The 32-year-old can be seen standing in front of a line of police officers, all of whom are in riot gear. The officers walk forward, chanting and thrusting their batons, and Sabehgi starts to walk backwards.
Although the video is dark, an officer can clearly be seen beginning to hit Sabehgi around the legs with a baton, then starting to strike him higher up.
Sabehgi then appears to be bundled to the ground. He was later arrested.
Rivas said the footage was shot around midnight on 3 November, as police approached Occupy Oakland following the 2 November general strike.
Police deployed teargas and non-lethal projectiles that night, after some protesters entered a disused building north of Frank H Ogawa Plaza, but Rivas said there did not appear to be an immediate threat to police at the time of the video.
"It was pretty much just Kayvan and myself right there at that moment when he got beat," Rivas said.
"I couldn't help but start yelling out for them to stop. He was not fighting back; he was moving away from the officer. It did not feel good.

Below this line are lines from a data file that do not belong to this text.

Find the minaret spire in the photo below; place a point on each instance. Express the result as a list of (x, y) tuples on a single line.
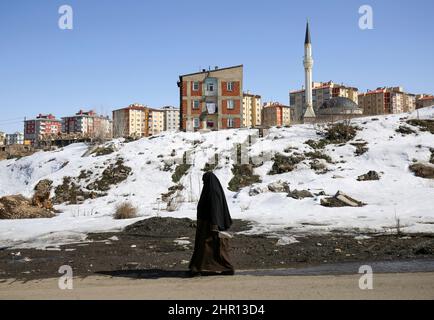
[(307, 40), (308, 66)]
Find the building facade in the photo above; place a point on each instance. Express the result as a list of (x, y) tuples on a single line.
[(211, 99), (275, 114), (424, 100), (252, 110), (384, 100), (156, 121), (14, 138), (87, 124), (321, 92), (41, 127), (132, 121), (171, 118), (2, 138)]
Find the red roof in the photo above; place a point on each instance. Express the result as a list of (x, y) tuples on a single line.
[(427, 98)]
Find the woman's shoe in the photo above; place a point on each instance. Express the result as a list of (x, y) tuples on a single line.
[(228, 273)]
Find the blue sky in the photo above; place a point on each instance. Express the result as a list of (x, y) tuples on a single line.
[(121, 52)]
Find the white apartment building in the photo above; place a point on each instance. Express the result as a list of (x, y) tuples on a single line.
[(252, 110), (171, 118)]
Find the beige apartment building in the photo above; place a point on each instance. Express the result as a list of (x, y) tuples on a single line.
[(156, 121), (171, 118), (211, 99), (424, 100), (384, 100), (321, 92), (132, 121), (275, 114), (2, 138), (252, 110)]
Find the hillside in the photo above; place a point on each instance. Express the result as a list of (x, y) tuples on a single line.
[(142, 171)]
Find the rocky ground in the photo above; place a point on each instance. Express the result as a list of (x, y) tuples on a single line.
[(167, 244)]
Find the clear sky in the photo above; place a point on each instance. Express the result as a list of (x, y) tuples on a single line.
[(121, 52)]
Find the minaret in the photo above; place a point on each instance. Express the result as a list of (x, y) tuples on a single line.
[(308, 65)]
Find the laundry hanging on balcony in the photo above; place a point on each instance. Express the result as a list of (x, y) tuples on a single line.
[(211, 108)]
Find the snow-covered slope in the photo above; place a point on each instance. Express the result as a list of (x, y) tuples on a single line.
[(397, 195)]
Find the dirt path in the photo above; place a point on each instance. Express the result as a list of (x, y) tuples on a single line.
[(386, 286), (167, 244)]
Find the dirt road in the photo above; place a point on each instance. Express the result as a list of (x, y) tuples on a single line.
[(245, 287)]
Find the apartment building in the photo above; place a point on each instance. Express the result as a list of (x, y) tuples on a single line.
[(87, 124), (275, 114), (424, 100), (321, 92), (132, 121), (171, 118), (385, 100), (211, 99), (14, 138), (42, 126), (252, 110), (156, 121)]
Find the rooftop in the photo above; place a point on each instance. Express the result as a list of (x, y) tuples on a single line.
[(211, 70)]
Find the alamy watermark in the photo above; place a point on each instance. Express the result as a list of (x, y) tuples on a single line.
[(66, 280), (366, 282), (366, 20), (66, 20)]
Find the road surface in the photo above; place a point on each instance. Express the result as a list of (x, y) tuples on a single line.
[(244, 287)]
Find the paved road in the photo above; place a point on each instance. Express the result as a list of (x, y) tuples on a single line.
[(246, 287)]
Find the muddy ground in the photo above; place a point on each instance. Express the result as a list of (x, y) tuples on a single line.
[(150, 245)]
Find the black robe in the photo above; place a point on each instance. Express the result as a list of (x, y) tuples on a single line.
[(211, 252)]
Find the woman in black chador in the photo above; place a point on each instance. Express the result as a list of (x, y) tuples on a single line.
[(211, 246)]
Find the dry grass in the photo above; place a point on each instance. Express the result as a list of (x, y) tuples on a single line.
[(125, 211)]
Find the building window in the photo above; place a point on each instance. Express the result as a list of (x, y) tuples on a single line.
[(210, 87), (230, 123), (196, 104), (230, 86), (195, 85), (196, 123), (231, 104)]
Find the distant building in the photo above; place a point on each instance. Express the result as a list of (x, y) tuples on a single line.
[(2, 138), (88, 124), (275, 114), (387, 101), (171, 118), (14, 138), (424, 100), (156, 121), (42, 126), (321, 92), (252, 110), (132, 121), (211, 99)]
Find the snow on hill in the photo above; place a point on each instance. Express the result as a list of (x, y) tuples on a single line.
[(399, 194)]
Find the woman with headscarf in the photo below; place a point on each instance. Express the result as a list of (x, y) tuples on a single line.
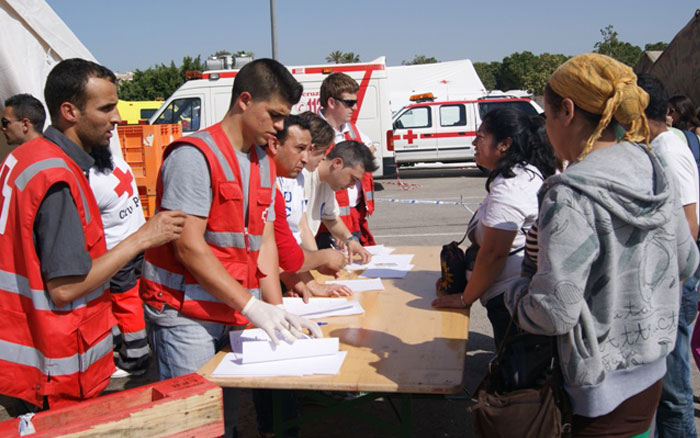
[(683, 114), (613, 247)]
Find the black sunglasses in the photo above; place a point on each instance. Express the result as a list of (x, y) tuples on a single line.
[(349, 102)]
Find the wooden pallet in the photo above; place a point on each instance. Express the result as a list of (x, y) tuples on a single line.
[(187, 406)]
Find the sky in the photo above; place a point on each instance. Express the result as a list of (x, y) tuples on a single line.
[(126, 34)]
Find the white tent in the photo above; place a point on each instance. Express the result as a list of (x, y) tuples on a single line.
[(451, 80), (34, 39)]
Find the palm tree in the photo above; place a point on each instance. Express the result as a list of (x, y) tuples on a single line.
[(336, 57), (350, 57)]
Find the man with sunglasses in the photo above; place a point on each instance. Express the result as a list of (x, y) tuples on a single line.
[(338, 104), (22, 119)]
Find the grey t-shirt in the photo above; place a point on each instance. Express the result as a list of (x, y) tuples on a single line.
[(187, 187), (58, 235), (187, 182)]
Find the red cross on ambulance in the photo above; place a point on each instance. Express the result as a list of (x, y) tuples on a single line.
[(410, 136)]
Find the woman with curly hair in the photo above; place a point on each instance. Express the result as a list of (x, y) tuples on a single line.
[(514, 147)]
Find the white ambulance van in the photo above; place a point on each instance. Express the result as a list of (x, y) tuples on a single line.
[(202, 102), (434, 131)]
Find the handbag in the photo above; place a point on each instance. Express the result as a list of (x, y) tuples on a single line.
[(522, 394), (454, 264)]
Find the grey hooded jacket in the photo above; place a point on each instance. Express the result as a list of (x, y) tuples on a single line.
[(614, 246)]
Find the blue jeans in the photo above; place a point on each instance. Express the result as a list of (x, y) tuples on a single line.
[(499, 316), (183, 349), (675, 416)]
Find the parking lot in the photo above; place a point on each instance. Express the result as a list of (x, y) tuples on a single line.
[(397, 222)]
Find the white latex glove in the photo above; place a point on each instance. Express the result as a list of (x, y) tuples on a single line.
[(271, 318)]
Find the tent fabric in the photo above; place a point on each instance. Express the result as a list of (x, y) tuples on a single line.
[(678, 67), (451, 80), (34, 39)]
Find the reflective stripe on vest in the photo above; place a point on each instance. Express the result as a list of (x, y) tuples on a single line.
[(163, 277), (207, 138), (232, 240), (50, 163), (195, 292), (175, 281), (61, 366), (41, 300)]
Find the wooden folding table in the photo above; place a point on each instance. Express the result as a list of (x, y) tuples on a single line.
[(400, 345)]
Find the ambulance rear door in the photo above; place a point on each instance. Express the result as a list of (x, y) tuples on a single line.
[(455, 131), (414, 135)]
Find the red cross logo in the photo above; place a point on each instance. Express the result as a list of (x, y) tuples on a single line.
[(410, 136), (125, 180)]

"I saw him being taken down to the ground and I tried to keep my camera focused on that as well, but they were pretty quick at setting up a barricade between myself and Kayvan at that point. I was shoved out of the way, and I had several guns pointed my way.
"I remember specifically one officer right in front of me having his gun pointed point blank at me."
Rivas said he realised the man in his video was Sabehgi after reading that a second Iraq war veteran had been injured, and seeing television footage.
Oakland television station KTVU TV-2 has previously shown footage of Sabehgi in handcuffs just after he was arrested, but Rivas believes this is the only video of him being beaten.
Sabehgi has previously told the Guardian he was walking away from the main area of police clashes – at 16th Street and Telegraph, just north of the Occupy base at Frank H Ogawa Plaza – when he was beaten and arrested.
Several police agencies were involved in the operation on 2 and 3 November, but Rivas said the officers who appear in front of Sabehgi at the beginning of the video were from Oakland police department.
A spokeswoman for Oakland police said: "The Oakland Police Department is currently investigating the incident."